With that she opened the door to the store and walked away.
Gabriel watched her go, not sure what had happened, but if there had just been a battle between them, he’d lost on all fronts.
* * *
As instructed, Gabriel arrived at Noelle’s small house after closing. She met him at the door, a kitten in each arm, and laughed when she handed him one.
“This is a crazy number of cats,” she said, stepping over the two mother cats, as she backed up to let him in. “One litter would have been bad enough, but two?”
He saw the younger litter was still confined to a large box, but they were more active. Their eyes were open and they climbed over each other in an effort to join the rest of their friends.
The mother cats had gotten over their skittishness and wove their way about his ankles.
“They’ve just eaten,” Noelle told him. “They’re always very friendly after a meal.” She set down the kitten she held.
He did the same and followed her into her tiny spare bedroom.
She’d turned the space into a home office. There was a desk with a laptop and a couple of chairs. Next to the laptop was a clear plastic bin filled with files and paperwork.
“Have a seat,” she said and opened the bin.
He did as she requested, not sure where this was going. While Noelle seemed friendly enough, there was a wariness to her posture, as if she was ready to defend herself. He couldn’t begin to guess what was in the bin. A criminal record? Tax fraud? Adoption records for six kids?
She handed him a file. He saw the name of the hospital printed on the front of the folder and her name on the tab.
“Medical records?” he asked.
She nodded.
“Noelle, you don’t have to—”
“Just look at it, okay?”
He opened the file and read the first page. The diagnosis jumped out at him. Acute myeloid leukemia—AML. Not always a death sentence, but rare—especially for someone her age. The treatment was chemotherapy, often aggressive. If that didn’t work, the next step was usually a bone marrow transplant. He didn’t know much more—this wasn’t his area of expertise.

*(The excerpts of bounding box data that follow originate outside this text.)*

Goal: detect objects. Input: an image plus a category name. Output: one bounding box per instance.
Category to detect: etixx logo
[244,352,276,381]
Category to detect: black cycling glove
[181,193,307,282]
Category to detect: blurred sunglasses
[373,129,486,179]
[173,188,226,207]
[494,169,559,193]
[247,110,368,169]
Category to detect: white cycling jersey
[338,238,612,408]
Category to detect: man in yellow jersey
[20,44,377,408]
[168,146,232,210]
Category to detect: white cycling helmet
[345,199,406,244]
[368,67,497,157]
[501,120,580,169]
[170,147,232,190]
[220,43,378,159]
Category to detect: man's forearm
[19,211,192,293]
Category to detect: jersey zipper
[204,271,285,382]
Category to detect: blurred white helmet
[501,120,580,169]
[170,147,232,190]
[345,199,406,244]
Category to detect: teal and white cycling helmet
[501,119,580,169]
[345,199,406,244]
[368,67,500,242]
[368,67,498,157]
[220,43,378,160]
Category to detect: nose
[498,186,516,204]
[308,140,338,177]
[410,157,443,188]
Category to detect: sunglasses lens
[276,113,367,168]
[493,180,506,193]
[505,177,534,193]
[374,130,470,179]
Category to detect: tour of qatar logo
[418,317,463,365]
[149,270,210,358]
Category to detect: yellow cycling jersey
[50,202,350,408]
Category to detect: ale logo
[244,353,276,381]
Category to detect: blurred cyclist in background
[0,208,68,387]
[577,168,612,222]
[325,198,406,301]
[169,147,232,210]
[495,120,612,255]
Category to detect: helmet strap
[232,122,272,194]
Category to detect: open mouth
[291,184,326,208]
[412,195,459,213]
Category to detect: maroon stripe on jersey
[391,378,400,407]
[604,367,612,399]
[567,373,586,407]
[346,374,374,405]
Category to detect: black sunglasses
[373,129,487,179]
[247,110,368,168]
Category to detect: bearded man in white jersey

The dates went back three years. Her initial diagnosis, the prognosis, depending on how she responded to treatment. His chest tightened and there was a knot in his gut. She’d had bad reactions to the chemo. She’d nearly died.
He glanced at her, at her glowing skin and shiny hair. “You’ve come a long way,” he said quietly.
“You have no idea.”
She passed him a picture of her in a hospital gown. She was thin and pale and bald, with an IV hooked up to her arm.
“I’d been sick for a while,” she said, reaching down for one of the kittens, who had followed them into the study. “Just not feeling well. My doctor did a blood panel and saw some abnormalities. I figured I was stressed from having lost my mom and my grandmother in a car accident.”
She cuddled the cat, who started to purr.
“But it was more than that. I went to a specialist who came up with an aggressive plan. It would be hell, but he was pretty confident we would get it all.”
She gave him a faint smile. “You have no idea how many times you get stuck with a needle going through something like that. Which made my fainting when I saw blood pretty funny.”
He put the file on the desk and tried to absorb what she was saying. Disbelief mingled with horror at what she’d been through. He’d been wrong about her. She knew plenty about suffering.
“You could have died,” he said before he could stop himself.
“I nearly did, more than once. But I decided to fight. I believed there was going to be more to my life than my disease.” She drew in a breath and looked at him. “I was engaged before. We had a wedding date and everything. It all got put on hold.”
Not her idea, he realized, even as he knew what came next.
“He walked out on you,” he said flatly.
She shrugged. “It was more than he could handle. I’m technically in remission. I could be here my whole life or be sick again tomorrow. No one knows. Statistically, I’m going to live until I’m eighty, but he wanted to know for sure. So yes, he left. When I went back to work at my law firm, they wouldn’t give me any of the real work. They made it clear I wasn’t welcome. I’d shown weakness and they had no place for that.”
He wanted to touch her, to comfort her, but she didn’t need that. She was stronger than he’d ever realized.